You’ll know more when I know more. The deadline to certify the ballot is Friday. So, the Supreme Court would have to act almost immediately or a court would have to suspend the deadline date, and neither of those may be in the cards.
*** UPDATE 1 *** The opinion is here.
The most important line…
Based on the cases discussed above, some components of the Committee’s proposed amendment may very well comply with article XIV, section 3. However, the proposed amendment is ultimately invalid because of its term limits provision. CBA II viewed term limits as a matter of the “eligibility or qualifications of an individual legislator,” and in turn, neither structural nor procedural.
*** UPDATE 2 *** Press release…
With the Appellate Court’s ruling today, Bruce Rauner, Chairman of the Committee for Legislative Reform and Term Limits, has directed his legal team to immediately file an appeal with the Illinois Supreme Court to quickly take up the matter of whether or not voters will have the opportunity to vote on the Term Limits and Reform binding constitutional amendment in November.

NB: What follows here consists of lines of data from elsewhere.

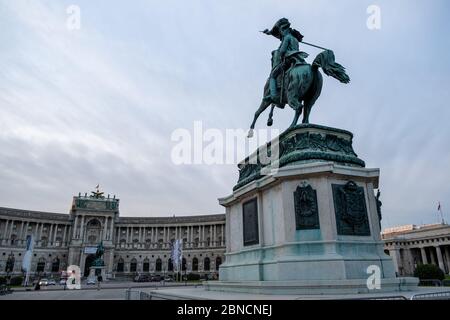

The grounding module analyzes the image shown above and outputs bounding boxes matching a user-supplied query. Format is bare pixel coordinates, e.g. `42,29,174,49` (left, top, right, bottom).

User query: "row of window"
116,257,222,272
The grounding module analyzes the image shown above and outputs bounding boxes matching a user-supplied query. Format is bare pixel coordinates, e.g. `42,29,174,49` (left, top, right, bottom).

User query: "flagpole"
438,202,445,224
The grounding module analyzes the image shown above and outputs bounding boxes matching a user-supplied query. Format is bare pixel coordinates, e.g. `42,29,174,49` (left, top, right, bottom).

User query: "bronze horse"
248,50,350,138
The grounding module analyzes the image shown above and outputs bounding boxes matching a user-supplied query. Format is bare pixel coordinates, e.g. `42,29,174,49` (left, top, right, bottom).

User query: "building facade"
381,224,450,276
0,189,225,278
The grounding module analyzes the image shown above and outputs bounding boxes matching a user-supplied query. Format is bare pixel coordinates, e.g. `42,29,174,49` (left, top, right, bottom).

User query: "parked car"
134,274,151,282
47,279,56,286
151,275,162,282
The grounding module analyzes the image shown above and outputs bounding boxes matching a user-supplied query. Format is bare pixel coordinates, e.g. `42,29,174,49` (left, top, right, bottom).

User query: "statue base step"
203,278,419,295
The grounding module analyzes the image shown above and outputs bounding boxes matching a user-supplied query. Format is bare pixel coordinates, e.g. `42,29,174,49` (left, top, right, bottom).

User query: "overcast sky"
0,0,450,227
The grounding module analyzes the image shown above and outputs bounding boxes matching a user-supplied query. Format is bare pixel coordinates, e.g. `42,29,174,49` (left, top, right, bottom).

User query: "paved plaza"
0,282,200,300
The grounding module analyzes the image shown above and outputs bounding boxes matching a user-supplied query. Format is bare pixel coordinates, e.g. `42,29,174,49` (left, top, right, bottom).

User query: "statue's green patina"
248,18,350,137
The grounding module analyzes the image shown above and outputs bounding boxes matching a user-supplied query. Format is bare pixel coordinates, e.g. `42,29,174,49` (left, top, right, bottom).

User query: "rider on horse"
263,18,308,107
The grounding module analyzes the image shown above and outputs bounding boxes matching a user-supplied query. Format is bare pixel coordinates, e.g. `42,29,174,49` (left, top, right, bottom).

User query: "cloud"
0,0,450,226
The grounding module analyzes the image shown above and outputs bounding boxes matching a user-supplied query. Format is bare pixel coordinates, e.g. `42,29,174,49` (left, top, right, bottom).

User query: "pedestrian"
97,274,103,290
34,278,41,290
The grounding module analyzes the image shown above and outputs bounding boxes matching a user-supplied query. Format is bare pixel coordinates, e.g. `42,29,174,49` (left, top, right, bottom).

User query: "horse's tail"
312,50,350,83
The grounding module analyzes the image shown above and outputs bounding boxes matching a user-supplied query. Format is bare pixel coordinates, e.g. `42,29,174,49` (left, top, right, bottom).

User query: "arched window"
155,258,162,272
11,234,17,246
216,257,222,271
203,257,211,271
36,258,45,272
117,258,125,272
84,218,102,244
52,258,59,272
142,258,150,272
130,258,137,272
192,258,198,271
181,258,186,271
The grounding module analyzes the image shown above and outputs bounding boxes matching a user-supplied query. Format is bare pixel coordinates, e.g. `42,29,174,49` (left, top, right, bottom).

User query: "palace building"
0,189,225,278
381,223,450,276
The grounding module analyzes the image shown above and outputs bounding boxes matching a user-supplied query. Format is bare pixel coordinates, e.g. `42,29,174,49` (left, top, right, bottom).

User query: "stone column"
6,220,14,240
53,224,59,245
420,247,428,264
109,218,117,241
61,224,67,246
435,246,445,272
80,215,84,242
23,221,30,240
38,222,44,241
389,248,400,276
444,246,450,274
72,216,78,239
103,217,108,240
221,224,225,246
163,227,167,248
18,221,25,240
430,247,436,264
3,219,9,241
199,225,205,247
47,223,53,246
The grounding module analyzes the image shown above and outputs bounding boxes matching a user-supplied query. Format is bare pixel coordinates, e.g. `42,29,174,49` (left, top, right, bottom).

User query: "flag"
22,235,34,272
170,239,183,271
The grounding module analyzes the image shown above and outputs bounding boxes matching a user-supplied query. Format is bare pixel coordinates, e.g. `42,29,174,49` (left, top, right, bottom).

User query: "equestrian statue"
248,18,350,138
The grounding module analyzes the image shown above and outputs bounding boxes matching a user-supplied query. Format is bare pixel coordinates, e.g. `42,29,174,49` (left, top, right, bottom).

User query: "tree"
414,264,445,280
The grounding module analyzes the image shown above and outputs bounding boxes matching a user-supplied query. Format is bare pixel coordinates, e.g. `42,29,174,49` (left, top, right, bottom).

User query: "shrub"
10,276,23,286
414,264,445,280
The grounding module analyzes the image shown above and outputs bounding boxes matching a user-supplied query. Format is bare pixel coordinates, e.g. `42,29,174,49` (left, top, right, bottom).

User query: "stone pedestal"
205,125,418,294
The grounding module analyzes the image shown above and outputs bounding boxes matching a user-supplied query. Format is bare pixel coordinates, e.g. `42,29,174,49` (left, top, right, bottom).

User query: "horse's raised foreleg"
290,108,302,128
247,100,270,138
302,104,312,123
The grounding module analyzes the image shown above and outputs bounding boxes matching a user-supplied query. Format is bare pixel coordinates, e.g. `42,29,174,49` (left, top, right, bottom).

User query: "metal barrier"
368,296,408,300
125,289,152,300
419,279,442,287
411,291,450,300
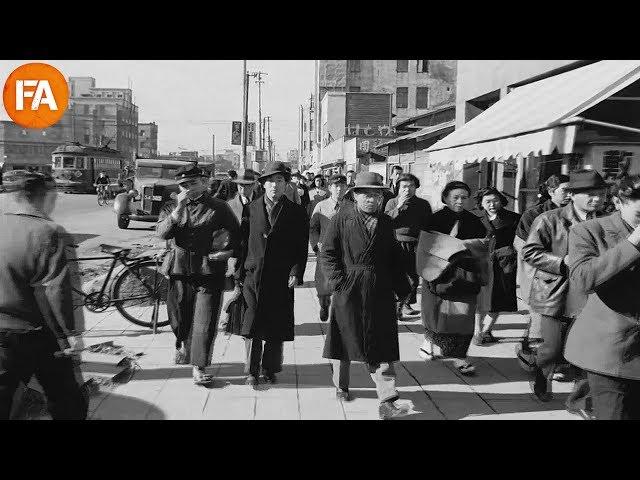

“Let the people of Illinois decide for themselves if they want to term limit legislators. Time is running out - the Illinois Supreme Court needs to take the case. Nearly 600,000 Illinoisans signed the petition to put our amendment on the November ballot and the State Board of Elections has certified that we submitted enough signatures to be on the ballot. The people deserve to have their voices heard.” Bruce Rauner said. “The Illinois Supreme Court should not ignore the people of Illinois.”
“Our Term Limits and Reform amendment was carefully crafted to meet all the requirements that the Illinois Supreme Court very clearly laid out in its 1994 decision and we are hopeful that the Illinois Supreme Court will find in favor of the citizens of Illinois,” Rauner concluded.
Um, no, it clearly was not “carefully crafted to meet all the requirements that the Illinois Supreme Court very clearly laid out in its 1994 decision.” Look at that excerpted line from the appellate decision above. This was doomed from the start.